The first dogs that appeared in the Middle Eastern archaeological record date back some 12,000 to 13,000 years, Wayne said. Wolves have been in the Old World for hundreds of thousands of years. The oldest dogs from the archaeological record come from Europe and Western Russia. A dog from Belgium dates back 31,000 years, and a group of dogs from Western Russia is approximately 15,000 years old, Wayne said.
"We know that dogs from the Middle East were closely associated with humans because they were found in ancient human burial sites," Wayne said. "In one case, a puppy is curled up in the arms of a buried human."
Some very old strains of dogs, with a history dating back more than several thousand years, may be mixed with modern breeds, enhancing their diversity in certain areas such as East Asia, Wayne said, interpreting the higher mitochondrial DNA diversity in that area of the globe.
There is one small set of East Asian breeds that does not indicate a strong Middle East origin, showing instead a high level of genetic sharing with Chinese wolves. This finding suggests there was some intermixing between East Asian dog breeds and East Asian wolves; the data do not make clear how long ago this occurred.
"However, the vast majority of dogs that we studied show significant levels of sharing with Middle Eastern wolves," said Novembre, a population geneticist who studies genetic diversity and the lessons that can be learned from it.
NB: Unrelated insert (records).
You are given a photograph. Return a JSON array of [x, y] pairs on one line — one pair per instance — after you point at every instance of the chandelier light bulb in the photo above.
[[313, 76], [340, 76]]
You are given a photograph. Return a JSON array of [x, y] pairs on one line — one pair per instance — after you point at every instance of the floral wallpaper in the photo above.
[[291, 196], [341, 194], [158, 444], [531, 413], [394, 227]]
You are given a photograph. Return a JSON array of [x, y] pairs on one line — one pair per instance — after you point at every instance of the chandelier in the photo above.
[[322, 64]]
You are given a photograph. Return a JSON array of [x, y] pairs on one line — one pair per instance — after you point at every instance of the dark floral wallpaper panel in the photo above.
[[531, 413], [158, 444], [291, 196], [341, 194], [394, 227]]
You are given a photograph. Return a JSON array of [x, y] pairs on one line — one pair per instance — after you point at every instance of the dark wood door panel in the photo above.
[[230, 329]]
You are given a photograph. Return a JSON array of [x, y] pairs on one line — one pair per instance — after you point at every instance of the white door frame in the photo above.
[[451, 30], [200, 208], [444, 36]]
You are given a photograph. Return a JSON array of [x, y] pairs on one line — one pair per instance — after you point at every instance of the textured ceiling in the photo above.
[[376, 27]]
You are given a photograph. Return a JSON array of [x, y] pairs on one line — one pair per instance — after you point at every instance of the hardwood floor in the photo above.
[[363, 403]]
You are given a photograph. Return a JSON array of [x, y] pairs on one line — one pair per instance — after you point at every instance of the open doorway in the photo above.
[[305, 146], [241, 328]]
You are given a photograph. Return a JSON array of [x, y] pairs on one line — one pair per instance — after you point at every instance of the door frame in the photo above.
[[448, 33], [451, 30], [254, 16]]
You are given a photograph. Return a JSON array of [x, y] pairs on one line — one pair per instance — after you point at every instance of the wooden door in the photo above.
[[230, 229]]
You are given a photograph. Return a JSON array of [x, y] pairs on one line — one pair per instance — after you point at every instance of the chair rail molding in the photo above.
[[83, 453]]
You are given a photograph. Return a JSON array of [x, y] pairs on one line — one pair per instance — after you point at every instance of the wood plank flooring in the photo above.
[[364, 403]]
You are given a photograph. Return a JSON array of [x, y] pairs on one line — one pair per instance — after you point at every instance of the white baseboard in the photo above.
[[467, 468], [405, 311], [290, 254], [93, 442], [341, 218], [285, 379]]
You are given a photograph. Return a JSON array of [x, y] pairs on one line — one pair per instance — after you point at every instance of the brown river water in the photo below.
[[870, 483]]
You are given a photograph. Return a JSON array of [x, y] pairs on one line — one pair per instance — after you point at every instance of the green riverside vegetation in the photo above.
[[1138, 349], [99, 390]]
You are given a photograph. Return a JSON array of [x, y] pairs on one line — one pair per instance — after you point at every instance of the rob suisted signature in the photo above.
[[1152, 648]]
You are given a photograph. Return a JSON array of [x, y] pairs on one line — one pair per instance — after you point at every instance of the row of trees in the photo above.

Nature doi:10.1038/nature08837
Genome-wide SNP and haplotype analyses reveal a rich history underlying dog domestication
Bridgett M. vonHoldt et al.
Abstract
Advances in genome technology have facilitated a new understanding of the historical and genetic processes crucial to rapid phenotypic evolution under domestication1, 2. To understand the process of dog diversification better, we conducted an extensive genome-wide survey of more than 48,000 single nucleotide polymorphisms in dogs and their wild progenitor, the grey wolf. Here we show that dog breeds share a higher proportion of multi-locus haplotypes unique to grey wolves from the Middle East, indicating that they are a dominant source of genetic diversity for dogs rather than wolves from east Asia, as suggested by mitochondrial DNA sequence data3. Furthermore, we find a surprising correspondence between genetic and phenotypic/functional breed groupings but there are exceptions that suggest phenotypic diversification depended in part on the repeated crossing of individuals with novel phenotypes. Our results show that Middle Eastern wolves were a critical source of genome diversity, although interbreeding with local wolf populations clearly occurred elsewhere in the early history of specific lineages. More recently, the evolution of modern dog breeds seems to have been an iterative process that drew on a limited genetic toolkit to create remarkable phenotypic diversity.